Dram Three – Refill 13 Year Old – the cask had first been filled in 1967, if you care
Nose had much stronger peat to it, smokey undertones, grassy notes fromt he new make shine.
The palate was harsher, warming, much more what I’m looking for myself; lovely.
Dram Four – 17 Year Old 2nd fill sherry cask ~55%
Very new makey nose, lovely, soft yet punchy on the palate.
Ian told us that they pay £6,299 in tax per butt which equates to £22 per bottle of Lagavulin sold, following up with “I don’t know what they do with it but we need our potholes fixed more than feeding a new head in the royal family”.
Dram Five – 1993 22 Year Old ~59%
Peaty, smokey, gorgeous. Surprisingly rounded for the age and ABV. Quite sippable.
We were told how their oldest cask still maturing dates back to 1966 and that the dram we just had retails at around £50 per 25ml in Islay bars… so I asked for a second one.
Dram Six – a whopping 33 Year Old cask strength beast of a whisky, what a highlight
Ex-Dewar’s refill casks apparently, Ian seemed gutted that Diageo had to sell a bunch of great distilleries to satisfy the anti-compete laws a few years ago but his frown turned upside down and positively beamed with pride when he pointed out that “up until 2005 we sold a lot of casks to brokers, but not now, they’re all ours!”
The notes?
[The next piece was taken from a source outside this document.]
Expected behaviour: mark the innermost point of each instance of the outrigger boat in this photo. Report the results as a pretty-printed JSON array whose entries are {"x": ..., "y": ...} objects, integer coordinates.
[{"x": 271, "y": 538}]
Toffee, creamy, light burn, a superb whisky.
Dram Seven – The 2015 Feis Ile festival dram 24 Year Old 59.9% ABV
My notes simply read: ACE! Smokey, fun and punchy.
With that we relaxed, had a few photos taken and headed to a minivan to take us to our next stop.
Thanks should go to the lovely chap next to me who did not quite enjoy the 10:30am cask strength whisky tasting so handed me all his drams too – most grateful.